Need help writing a script to automate something

ErnieAlex · December 2, 2018, 5:08am

I do not understand why your files would disappear. But, it might be that you were loading files that had strange code in them that was causing other issues.

As you see by how small amount of code we now have working, you can do a lot if you just think out the logic of it ahead of time. We only use about a dozen lines of code to do this entire process. I have code that scrapes things off of sites like NFL scores and NFL schedules for my football pool. I have pulled weather reports out for others who needed just a certain area. Scraping is hard sometimes, but, for something like this use, it is easy enough… Let us know of your results of your testing… We can help if it does not!

SaranacLake · December 2, 2018, 5:21am

It’s because the Internet is full of crap coded pages and way too much Javascript!

In all my years working with computers, I have never seen a case where you save a file to your hdd, it has a file size, and then later when you open it the file disappears, or the page opens but when you quit out of your browser the .html file disappears.

At any rate, I now have a decent solution to strip out all the Javascript that causes issues when I try to read saved web pages.

I added an “Article name” field to this page, so that when your script runs, the filename is already named to the article name which saves me a few key strokes.

I’m sure there is more that I can do to pretty things up, but for now I think this solution will do.

Now I have about 200 web pages I have to resave…

But THANK YOU for all of your help, and saving me lost of wasted time!! (I was supposed to spend today getting my head back into a coding project from a few years ago, but I needed to get this fixed first because every day I save 5-10 articles and I am soooo backed up right now!!

If you are willing, I definitely could use some more help as I get back into web development.

Never thought I’d see the day where I would even forget HTML coding, but my mind is getting old and brittle!!!

Hopefully I can get back to where I was 3-4 years ago, when I think iw as pretty good at things.

Thanks again!!

ErnieAlex · December 2, 2018, 5:29am

You know, I was thinking out files disappearing… It could be because it was saved as a temporary file.
Those are erased after use. But, I would have to see the code you used for it. But, kind of not important now, I guess…

No problem! Glad to help you! And, there are several others on this site that are aces, a few much better than me. So, when you get your next issue, create a new post and one of us will help you. I am here a lot as I just love helping everyone with their programming puzzles…

SaranacLake · December 2, 2018, 5:38am

Ernie,

[quote=“ErnieAlex, post:23, topic:27724, full:true”]
You know, I was thinking out files disappearing… It could be because it was saved as a temporary file. Those are erased after use. But, I would have to see the code you used for it. But, kind of not important now, I guess…[/quote]

No…

I went into Firefox and surfed to a web page, decided to save it, choose File > Save Page As, gave it a name, and saved it to my computer. Then I went to Finder, and the file was there with a file size. There was a my-article-name.html file and a my-article-name_files folder. I would double-click on the .html file and either it would instantly disappear, or the page would open okay, but once I quit out of Firefox the .html would diappear before my eyes.

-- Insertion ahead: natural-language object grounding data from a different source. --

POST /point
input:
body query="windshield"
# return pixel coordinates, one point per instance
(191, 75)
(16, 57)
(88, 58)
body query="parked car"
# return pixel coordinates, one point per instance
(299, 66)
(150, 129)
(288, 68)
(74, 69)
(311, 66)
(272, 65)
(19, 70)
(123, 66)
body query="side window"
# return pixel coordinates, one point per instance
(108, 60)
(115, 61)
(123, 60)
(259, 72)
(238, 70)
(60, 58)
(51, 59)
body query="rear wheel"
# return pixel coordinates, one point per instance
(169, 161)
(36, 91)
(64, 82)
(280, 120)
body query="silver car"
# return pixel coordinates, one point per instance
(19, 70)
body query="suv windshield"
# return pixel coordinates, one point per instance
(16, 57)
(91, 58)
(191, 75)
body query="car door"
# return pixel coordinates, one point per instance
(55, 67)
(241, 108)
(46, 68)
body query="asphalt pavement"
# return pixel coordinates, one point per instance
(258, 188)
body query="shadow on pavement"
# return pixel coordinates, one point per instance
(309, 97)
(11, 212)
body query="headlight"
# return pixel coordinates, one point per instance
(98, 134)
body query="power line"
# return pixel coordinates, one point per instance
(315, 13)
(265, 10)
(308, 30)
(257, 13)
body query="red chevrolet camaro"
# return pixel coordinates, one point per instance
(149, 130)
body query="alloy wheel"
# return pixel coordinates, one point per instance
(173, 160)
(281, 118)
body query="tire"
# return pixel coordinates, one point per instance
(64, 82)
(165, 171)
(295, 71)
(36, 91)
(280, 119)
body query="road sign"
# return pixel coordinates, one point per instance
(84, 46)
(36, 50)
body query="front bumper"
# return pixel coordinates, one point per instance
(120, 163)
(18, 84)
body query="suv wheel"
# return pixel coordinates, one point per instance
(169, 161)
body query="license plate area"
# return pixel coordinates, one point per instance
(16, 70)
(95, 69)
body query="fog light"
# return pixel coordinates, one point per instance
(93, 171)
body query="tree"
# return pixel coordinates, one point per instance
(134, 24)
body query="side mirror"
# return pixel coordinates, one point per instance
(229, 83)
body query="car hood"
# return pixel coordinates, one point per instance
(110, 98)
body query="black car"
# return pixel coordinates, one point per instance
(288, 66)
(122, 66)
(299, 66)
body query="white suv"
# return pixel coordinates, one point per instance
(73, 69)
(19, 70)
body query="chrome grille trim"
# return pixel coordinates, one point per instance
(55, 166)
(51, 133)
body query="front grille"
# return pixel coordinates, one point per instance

Either way, I have a better solution now as the files don’t seem to be disappearing, PLUS I am now stipping out Javascript that was breaking a lot of these saved web pages.

You know, I am listening to so good rock-n-roll now late at night, working away on my code, and forgot how much I missed doing this stuff on late Saturday nights!

It will take me some time to get my head back into LAMP, but the good thing is that I have a kick-ass code base I wrote several years ago, plus I document the s*** out of my code, so that means I have a super-duper guide to getting my head back into LAMP and my website!!

At the same time, my brain is getting old and brittle, and it would be nice to have some coding buddies online who are happy to help. (Sadly, a lot of people on these online coding forums can get rather nasty if you ask for help, but clearly you are of a different mold, and that is good to know!)

JimL · December 2, 2018, 8:53am

If this is only for reading later I strongly suggest you just use one of the tools available for it. They do a much better job at cleaning up the source for later reading, and there are apps and browser extensions for them so you can just click one button to save pages for later.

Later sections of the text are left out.